William's Company (ticker WMB), part of the S&P500 energy sector, displayed an unusually high number of credit events, totaling ten changes since 2015 during the five-year analysis. Despite being an outlier, the hope was that initial models could decipher the underlying causes of these events and apply this knowledge to other companies. Various regression-based models, such as Decision Tree, Ada Boost, Random Forest, and more, were employed using the sklearn package in Python. These models initially used the sentiment index as the input variable and Bloomberg's One-Year Daily Default Probability as the target variable. However, the results were notably poor, with negative R-Squared values, prompting the need for an alternative approach.

Results of WMB Sentiment Index vs Default Probability

Step 3 - Switching to Tesla Motors

The decision to shift focus to Tesla was primarily driven by its significantly higher popularity and visibility. Tesla's widespread recognition, linked to Elon Musk's actions and the company's public prominence, allowed for the collection of a much larger dataset (1.65 million tweets compared to 35 thousand for William's Company). This shift aligns with the project's core objective of examining the influence of public sentiment on default probability. Despite still obtaining subpar results, even the best-performing models showed slight improvements over those for William's Company. This prompted consideration of a new approach called multivariate modeling.

Results of TSLA Sentiment Index vs Default Probability

Step 4 - Multivate Modeling
Initially, models focused solely on the relationship between the sentiment index and default probabilities as a single input variable. Since the univariate results were underwhelming, it was decided to explore the possibility that combining sentiment with other financial metrics could improve model performance. Authors incorporated daily log returns, daily CDS spreads, and the daily price-to-sales ratio into their models. Subsequent results with this multivariate approach were as follows:

Results of TSLA Multivariate Model including Sentiment Index vs Default Probability

The results appear similar to previous ones, but the K-Nearest-Neighbors regressor achieved an R-Squared of over 0.1, marking a significant improvement. However, it remains uncertain whether this improvement is solely due to the inclusion of new variables or the combined effect of sentiment data and new variables, necessitating further testing by running models with the sentiment data removed for comparison.

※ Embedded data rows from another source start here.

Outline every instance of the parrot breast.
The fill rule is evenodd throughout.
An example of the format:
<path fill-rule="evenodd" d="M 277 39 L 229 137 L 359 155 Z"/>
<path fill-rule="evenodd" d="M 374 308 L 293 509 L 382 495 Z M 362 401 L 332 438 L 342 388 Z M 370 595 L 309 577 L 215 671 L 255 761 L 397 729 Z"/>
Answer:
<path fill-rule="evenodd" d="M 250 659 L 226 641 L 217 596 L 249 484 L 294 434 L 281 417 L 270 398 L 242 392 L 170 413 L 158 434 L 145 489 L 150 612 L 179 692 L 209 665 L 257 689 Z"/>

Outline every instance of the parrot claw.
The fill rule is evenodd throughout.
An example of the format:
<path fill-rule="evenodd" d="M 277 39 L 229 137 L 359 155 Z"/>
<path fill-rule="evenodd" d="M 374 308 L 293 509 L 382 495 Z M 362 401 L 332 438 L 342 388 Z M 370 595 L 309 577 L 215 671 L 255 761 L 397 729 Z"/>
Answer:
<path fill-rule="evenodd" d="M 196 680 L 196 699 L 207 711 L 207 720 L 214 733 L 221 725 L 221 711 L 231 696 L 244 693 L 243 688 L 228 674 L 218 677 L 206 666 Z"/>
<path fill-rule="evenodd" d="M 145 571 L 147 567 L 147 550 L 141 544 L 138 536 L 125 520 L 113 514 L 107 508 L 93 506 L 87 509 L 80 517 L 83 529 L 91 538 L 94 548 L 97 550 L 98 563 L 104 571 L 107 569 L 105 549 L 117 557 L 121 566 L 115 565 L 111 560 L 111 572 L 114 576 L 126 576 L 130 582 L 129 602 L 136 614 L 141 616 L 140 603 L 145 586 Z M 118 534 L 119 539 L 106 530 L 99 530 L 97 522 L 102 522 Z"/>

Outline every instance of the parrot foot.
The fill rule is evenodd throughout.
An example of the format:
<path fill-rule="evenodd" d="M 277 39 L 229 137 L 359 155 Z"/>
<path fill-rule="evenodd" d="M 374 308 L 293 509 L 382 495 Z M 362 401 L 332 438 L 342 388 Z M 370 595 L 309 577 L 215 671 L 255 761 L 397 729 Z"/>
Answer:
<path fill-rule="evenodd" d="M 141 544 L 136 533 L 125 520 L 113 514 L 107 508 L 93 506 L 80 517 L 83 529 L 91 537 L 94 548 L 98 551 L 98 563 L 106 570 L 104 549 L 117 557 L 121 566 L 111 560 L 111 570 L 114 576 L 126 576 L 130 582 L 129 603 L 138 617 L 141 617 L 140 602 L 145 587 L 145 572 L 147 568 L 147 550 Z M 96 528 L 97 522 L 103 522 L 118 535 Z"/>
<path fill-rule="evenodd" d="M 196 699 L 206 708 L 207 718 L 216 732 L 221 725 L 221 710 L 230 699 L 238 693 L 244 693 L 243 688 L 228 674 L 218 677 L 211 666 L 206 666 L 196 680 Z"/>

A notable improvement was observed when the sentiment data was included, with the K-Nearest-Neighbors model achieving an R-Squared of 0.106 compared to 0.0988 without it, signifying a 7% enhancement in model performance.

Results

In summary, the study has limitations due to time constraints and a focus on a limited dataset. The results with Tesla suggest that if sentiment has a significant relationship with financial data and default probability, it appears to be parametric in nature. Among the various models tested, only the K-Nearest-Neighbors (KNN), a purely non-parametric model, showed promising results, possibly because sentiment's influence is non-linear, which other models couldn't capture. The Neural Net's failure to exhibit similar improvements might be attributed to its default settings not being optimized for non-parametric performance. While a definitive conclusion could not be drawn, these preliminary findings open doors for future research to explore the implications further and verify the hypothesis on a broader scale.

Conclusion

In conclusion, the findings suggest a potential non-parametric relationship between public sentiment, particularly from sources like Twitter, and specific financial fundamentals, including Bloomberg's Daily One-Year Default Probabilities, especially for widely discussed companies like Tesla. Although the results do not conclusively confirm this claim, the authors believe thier research provides a foundation for future studies to build upon and either validate or refute the findings. Authors anticipate further advancements in this area of research.